Самое естественное проявление жизненной силы Земли выражается в танце чистой радости и счастья — по существу, к этому для меня свелась суть его слов. Наиболее близкие Природе ощущают это. Да и я помню, по весне… мысли на волне сладостных чувств летели далеко-далеко…
— Причем не одна лишь Земля пульсирует в этом ритме, — вторгся его певучий голос в мои мечтания, — но и Вселенная целиком. Тела планет и созвездий вплетают в эфирные поля необъятный древний ритм своего божественного вечного танца…
Затем со смешком, как бы извиняясь за то, что позволил себе столь свободные излияния, О’Мэлли резко прервал себя и снова сел рядом со мной, прислонившись к печной трубе. И уже спокойнее продолжил рассказ о своем приключении, меж сном и явью…

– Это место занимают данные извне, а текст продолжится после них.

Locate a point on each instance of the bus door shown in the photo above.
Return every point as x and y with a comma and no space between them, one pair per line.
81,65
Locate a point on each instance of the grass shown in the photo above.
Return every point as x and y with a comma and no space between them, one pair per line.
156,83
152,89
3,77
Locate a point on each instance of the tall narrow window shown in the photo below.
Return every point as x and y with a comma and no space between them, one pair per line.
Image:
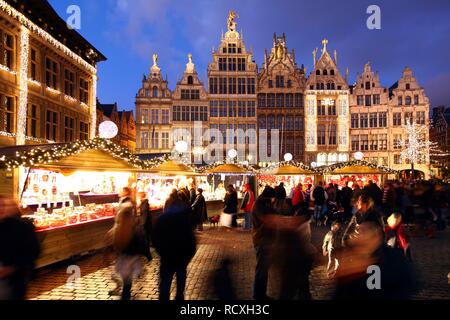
51,73
69,129
34,64
332,135
84,90
7,114
321,135
84,130
33,121
69,83
7,50
51,125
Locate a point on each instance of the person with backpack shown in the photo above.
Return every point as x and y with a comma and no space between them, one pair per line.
200,210
126,242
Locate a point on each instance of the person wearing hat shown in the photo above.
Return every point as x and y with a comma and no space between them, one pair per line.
247,205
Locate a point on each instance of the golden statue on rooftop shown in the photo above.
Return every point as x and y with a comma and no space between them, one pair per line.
231,20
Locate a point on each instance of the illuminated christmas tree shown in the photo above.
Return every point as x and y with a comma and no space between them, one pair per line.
417,148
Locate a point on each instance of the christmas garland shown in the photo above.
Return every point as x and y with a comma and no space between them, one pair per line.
340,165
299,165
39,155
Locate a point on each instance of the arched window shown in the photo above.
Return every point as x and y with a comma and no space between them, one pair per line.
408,100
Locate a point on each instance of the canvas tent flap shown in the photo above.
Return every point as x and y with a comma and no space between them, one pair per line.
287,170
227,168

Все, что он описал до того, произошло за краткие секунды. Живо и ярко промелькнуло и исчезло. Он вновь ощутил требование тела возвращаться. Пребывание одновременно в двух местах, раздвоение, делало необходимым выбор: с которой частью должен он соотнести себя? Казалось, выбор можно было произвести усилием воли.
Вместе с тем пришло осознание, что остаться «вовне» проще, чем вернуться. На этот раз труднее будет «прийти в себя».
Одной вероятности, казалось, хватило, чтобы вызвать всплеск энергии, необходимый для преодоления барьера, переживание встревожило его, словно он выбирал между жизнью и смертью, уже пригубив смерть. Будто сами собой высвободившиеся силы откликнулись на призыв тела. Результат был немедленный и явный — очертания одного из танцующих отделились от основной массы, стремительно и беззвучно приблизились, окутав на мгновение тьмой и потеряв форму, и затем впитались в него, подобно дыму в древесные поры.